61% of students reported that their primary reason for practicing yoga had changed with ¼ of students citing newfound spirituality as the primary reason. 

86% of teachers reported that their primary reason for practicing yoga had changed with just over ½ of teachers citing spirituality as their primary reason. 

Yoga has grown from the ashrams to the studios to the offices of healthcare professionals. Millions are being poured into research with a wide variety of specialized topics to gauge the scope of Yoga’s benefits. It helps to understand people’s motivations and ways they may shift in order to influence practitioners to stick with their new practices.

So back to you, and me - did we also experience a shift in motivation? Did our goals move from external to internal? 

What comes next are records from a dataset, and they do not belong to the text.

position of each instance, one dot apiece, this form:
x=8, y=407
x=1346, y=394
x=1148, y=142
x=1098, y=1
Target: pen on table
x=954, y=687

For me, I was in my mid-20’s and was already experiencing a lot of pain (mostly back and wrists)  from old injuries from cheerleading (and life). I did a lot of googling and went down a lot of rabbit holes. And while I wasn’t necessarily looking for a diagnosis, I did notice that no matter what I searched, yoga would be recommended as a potential natural remedy. I figured it couldn’t hurt anything any worse to give it a try. I walked into a hot power yoga studio without any awareness of styles or traditions. I remember getting my butt kicked by the sweet angel Johnna Smith, and what stood out the most to me was when she said, “you are not your crazy thoughts”. As someone who was pretty attached to (and convinced of) my crazy thoughts, I had NEVER heard anything like that before and I knew I wanted more. While I could write a whole dissertation on the ways that yoga has changed me, I currently declare that the biggest gift of my yoga practice has been my breath. As an asthmatic kid, I never quite learned to breathe properly. When I took my first YTT, I found the breath work to be challenging, and at times triggering. Learning to control my breath or to pause and take a breath in the midst of things have been GAME CHANGERS. I feel myself wanting to continue my love letter to yoga, and ya know maybe that’s a blog for another day. 

While my reasons for loving yoga may shift as often as my favorite song over my lifetime, staying connected to my WHY helps me when times get tough and I may lose my practice. When this happens, I refer back to folks that are smarter than me.

Yoga Sutra 1.3 The WHY according to Patanjali

Tada drashtuh svarupe vasthanam

Then the Seer becomes established in its essential nature (Joy).

Of course, we practice to remember our own joyous nature. Maybe we call it spirituality. Maybe we call it something different. As long as we continue to call it.  

Works Cited

Carbonneau N, Vallerand R and Massicotte S (2010) Is the practice of yoga associated with positive outcomes? The role of passion. The Journal of Positive Psychology 5: 452–465.

Park  CL, Riley  KE, Bedesin  E, Stewart  VM.  Why practice yoga? practitioners’ motivations for adopting and maintaining yoga practice.   J Health Psychol. 2016;21(6):887-896.